2025.09.29
ゲーム業界で広がるカスハラ対策──セガ・スクエニ・カプコンが方針表明、批評との線引きが課題
【出典】日本経済新聞(2025年9月28日配信)
ゲーム業界でカスハラ対策 セガやスクエニ、批評との線引きが課題
大手各社が相次ぎ対応を公表
東京ゲームショウ2025で注目されたのは、ゲーム業界に広がる「カスタマーハラスメント(カスハラ)」対策です。
・セガは脅迫や誹謗中傷に法的措置も辞さない方針を発表、実際にSNSで社員を攻撃した個人に対応した実績あり。

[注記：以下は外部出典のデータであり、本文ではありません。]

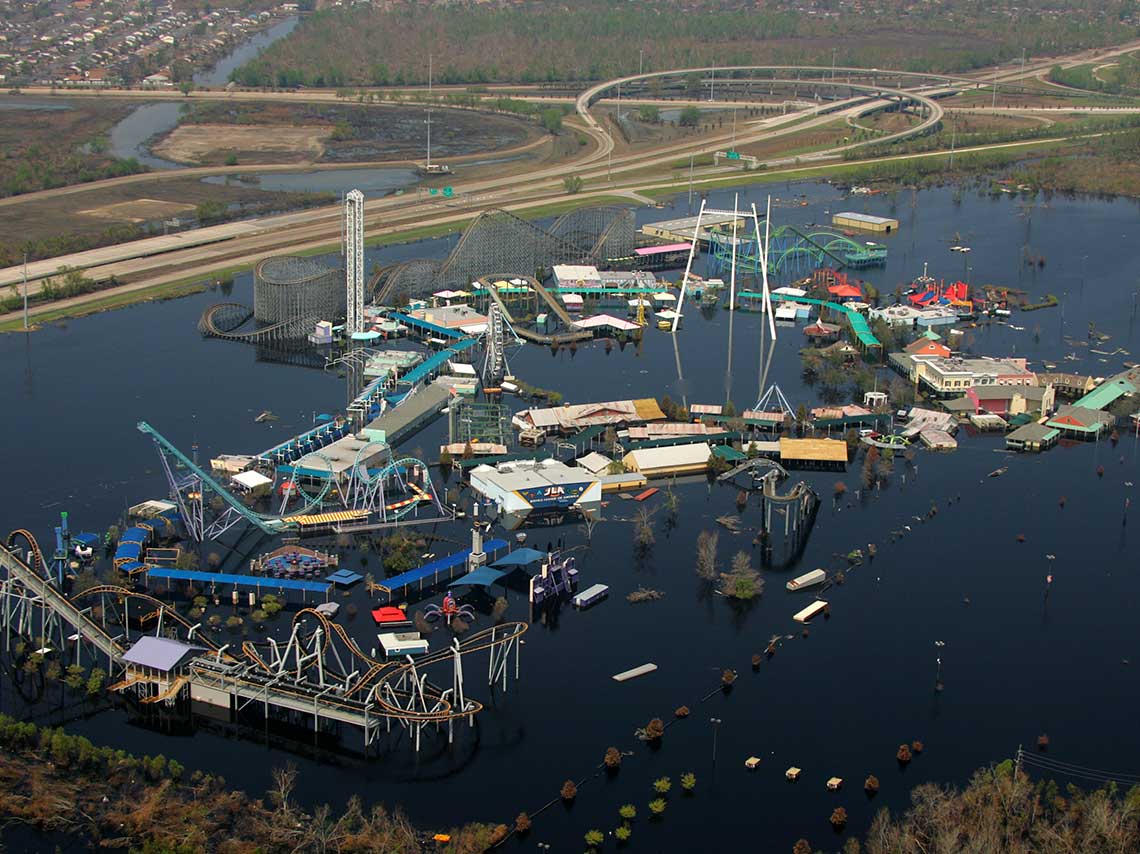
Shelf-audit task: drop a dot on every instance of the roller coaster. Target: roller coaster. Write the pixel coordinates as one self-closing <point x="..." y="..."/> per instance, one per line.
<point x="501" y="241"/>
<point x="791" y="252"/>
<point x="228" y="320"/>
<point x="319" y="671"/>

・スクウェア・エニックスは相談窓口や教育プログラムを整備。
・カプコンも方針を公表し、レビューやSNSでの社員への中傷を確認したと説明。
コナミも同様の対策をとり、担当社員が「安心して業務にあたれるようになった」と効果を語っています。
背景にSNSの普及と個人攻撃
関西大学・池内裕美教授は「以前は企業全体への批判が中心だったが、SNS普及で開発者個人が攻撃対象になった」と指摘。
24年の調査では直近3年間でカスハラ被害が増えたと回答した人は32.6%。国も法改正や条例で対策を強化しています。
課題は「批評との線引き」
ユーザーの声には正当な製品改善要望も多く含まれます。ファンからは「カスハラは駄目だが、バグは直してから発売してほしい」といった意見も。
過剰な言動と建設的な批判の境界をどう整理するか──業界全体で枠組みづくりが求められています。
雇用クリーンプランナーの視点から
雇用クリーンプランナー(KCP)の観点では、カスハラ対策は「従業員の心理的安全性」を守るための労務管理の一部です。
・個人攻撃には毅然と対応する仕組み
・正当な意見は改善に生かすルート整備
・業界横断でのガイドラインづくり
批判と中傷を分ける仕組みを明確化できなければ、社員は萎縮し、創造性や健全な開発環境が損なわれかねません。
まとめ──ファン文化と働く人を守るルール
ゲーム業界に根強いファン文化は強みである一方、行き過ぎた要求や攻撃が現場を壊す危険もあります。
「ユーザーの声を尊重しつつ、働く人を守る」――そのバランスを取ることが、業界の信頼と持続的な成長の条件となっています。